The mathematically challenged tend to feel that they're doomed to their fate, but a small study suggests that a mild form of electrical brain simulation can improve student's mental math and memorization abilities — and even more interestingly, the effects appear to be long-lasting.
First published in the Current Biology journal, researcher Roi Cohen Kadosh of the University of Oxford found that "With just five days of cognitive training and noninvasive, painless brain stimulation, we were able to bring about long-lasting improvements in cognitive and brain functions," according to Eurekalert.
Thirteen out of twenty-five participating Oxford students were given random electrical stimulation to the brain and then presented with a series of simple mathematical tests, such as multiplication and subtraction problems — a persistent issue for the 20% of the population that reports difficulties with mental math.
The students who recieved the stimulation were markedly better at mathematical tasks."Performance on both the calculation and rote learning tasks improved over the five days, and the former improvements were maintained until six months after training," said Kadosh to the BBC, who added that neuro-imaging seems to indicate the stimulated brain areas make more efficient use of both oxygen and nutrients.
Six months after the experiment, Kadosh managed to get 13 of the students to return and be tested again. He found that the six returnees who had recieved brain stimulation were on average 28% faster than the control group when it came to correctly answering calculation problems, indicating (on a small scale) that such stimulation has a long-term effect.

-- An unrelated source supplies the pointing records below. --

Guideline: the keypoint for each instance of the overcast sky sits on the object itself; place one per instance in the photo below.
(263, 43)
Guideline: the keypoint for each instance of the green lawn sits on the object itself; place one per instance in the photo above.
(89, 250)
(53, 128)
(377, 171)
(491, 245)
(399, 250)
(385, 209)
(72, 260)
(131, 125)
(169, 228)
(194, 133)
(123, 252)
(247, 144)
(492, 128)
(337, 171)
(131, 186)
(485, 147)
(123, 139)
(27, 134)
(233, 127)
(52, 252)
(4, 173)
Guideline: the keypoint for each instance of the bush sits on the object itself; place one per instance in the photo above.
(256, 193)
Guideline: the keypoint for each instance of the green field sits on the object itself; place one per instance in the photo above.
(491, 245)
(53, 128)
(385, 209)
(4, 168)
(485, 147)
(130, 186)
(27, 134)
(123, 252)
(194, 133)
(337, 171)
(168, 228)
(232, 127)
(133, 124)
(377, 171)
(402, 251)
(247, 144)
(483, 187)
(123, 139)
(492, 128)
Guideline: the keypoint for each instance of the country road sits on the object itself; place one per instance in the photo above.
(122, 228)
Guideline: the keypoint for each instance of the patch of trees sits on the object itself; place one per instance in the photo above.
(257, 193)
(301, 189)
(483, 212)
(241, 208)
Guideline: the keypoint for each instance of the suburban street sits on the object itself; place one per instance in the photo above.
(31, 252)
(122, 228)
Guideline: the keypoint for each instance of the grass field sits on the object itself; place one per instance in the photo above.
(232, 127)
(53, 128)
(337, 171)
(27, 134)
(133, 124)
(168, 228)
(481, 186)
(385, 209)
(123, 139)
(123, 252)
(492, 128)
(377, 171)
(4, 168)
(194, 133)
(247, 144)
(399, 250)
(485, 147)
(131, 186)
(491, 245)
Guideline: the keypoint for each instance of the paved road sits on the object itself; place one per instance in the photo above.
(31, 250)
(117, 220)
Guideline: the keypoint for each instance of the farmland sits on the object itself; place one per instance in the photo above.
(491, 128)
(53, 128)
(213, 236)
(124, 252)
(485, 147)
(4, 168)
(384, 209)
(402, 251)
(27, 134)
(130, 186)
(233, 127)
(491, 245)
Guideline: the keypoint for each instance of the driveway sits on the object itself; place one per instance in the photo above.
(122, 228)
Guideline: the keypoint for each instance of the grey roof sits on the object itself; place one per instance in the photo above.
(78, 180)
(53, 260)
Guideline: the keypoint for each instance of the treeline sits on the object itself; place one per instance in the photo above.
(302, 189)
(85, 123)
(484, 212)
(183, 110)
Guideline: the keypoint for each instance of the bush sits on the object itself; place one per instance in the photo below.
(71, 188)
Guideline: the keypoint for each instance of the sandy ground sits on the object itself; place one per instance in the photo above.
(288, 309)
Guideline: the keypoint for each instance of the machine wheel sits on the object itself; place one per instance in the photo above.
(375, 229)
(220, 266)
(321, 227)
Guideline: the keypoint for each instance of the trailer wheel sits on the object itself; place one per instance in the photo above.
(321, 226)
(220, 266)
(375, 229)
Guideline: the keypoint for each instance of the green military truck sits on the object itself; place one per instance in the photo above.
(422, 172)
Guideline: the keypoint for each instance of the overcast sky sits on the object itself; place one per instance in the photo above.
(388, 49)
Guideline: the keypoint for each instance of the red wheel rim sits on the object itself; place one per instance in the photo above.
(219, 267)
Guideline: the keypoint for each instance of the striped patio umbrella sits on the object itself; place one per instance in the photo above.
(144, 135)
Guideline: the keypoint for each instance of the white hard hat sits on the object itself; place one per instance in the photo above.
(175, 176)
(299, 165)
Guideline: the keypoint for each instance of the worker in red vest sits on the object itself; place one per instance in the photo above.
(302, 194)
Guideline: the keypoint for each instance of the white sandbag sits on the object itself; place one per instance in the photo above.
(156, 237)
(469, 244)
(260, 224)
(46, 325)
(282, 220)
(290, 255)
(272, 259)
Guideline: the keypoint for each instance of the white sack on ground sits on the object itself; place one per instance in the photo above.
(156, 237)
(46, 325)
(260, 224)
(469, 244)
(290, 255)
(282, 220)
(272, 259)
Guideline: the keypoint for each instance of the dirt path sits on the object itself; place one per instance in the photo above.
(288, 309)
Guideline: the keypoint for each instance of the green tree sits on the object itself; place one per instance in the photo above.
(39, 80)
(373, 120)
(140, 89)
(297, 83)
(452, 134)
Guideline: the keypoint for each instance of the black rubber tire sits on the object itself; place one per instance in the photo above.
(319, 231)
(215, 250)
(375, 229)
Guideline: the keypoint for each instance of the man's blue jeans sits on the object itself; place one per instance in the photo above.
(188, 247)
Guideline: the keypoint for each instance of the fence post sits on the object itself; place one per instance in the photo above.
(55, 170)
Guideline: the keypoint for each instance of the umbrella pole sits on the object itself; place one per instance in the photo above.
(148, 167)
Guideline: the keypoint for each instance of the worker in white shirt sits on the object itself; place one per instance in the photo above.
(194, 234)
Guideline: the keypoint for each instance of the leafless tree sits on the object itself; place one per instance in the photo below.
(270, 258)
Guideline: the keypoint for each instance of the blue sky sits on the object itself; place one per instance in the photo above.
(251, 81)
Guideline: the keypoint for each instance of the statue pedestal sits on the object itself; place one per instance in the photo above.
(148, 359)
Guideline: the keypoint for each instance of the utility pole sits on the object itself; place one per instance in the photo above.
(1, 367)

Don't let images from "One Flew Over the Cuckoo's Nest" fool you: this form of brain stimulation is decidely mild. The technique, dubbed "transcranial random-noise stimulation" is so mild that Kadosh told Nature “people ask ‘are you sure it’s on?’"
Electrode stimulators are unlikely to find their way into classrooms anytime soon, as the technology is decidely new and more research needs to be carried out.
"The findings are intriguing," cognitive neuroscientist Dr. Daniel Ansari said, according to CBS. "The training used here is highly contrived and does not resemble the way in which math skills are typically acquired," he added.
As it stands, the research may provide a sliver of hope to the learning-disabled, people struggling from strokes and other neurological conditions, and perhaps even the terminally math-phobic. “Some people will say that those who are bad at mathematics will stay bad," said Kadosh to Nature. "That might not be the case.”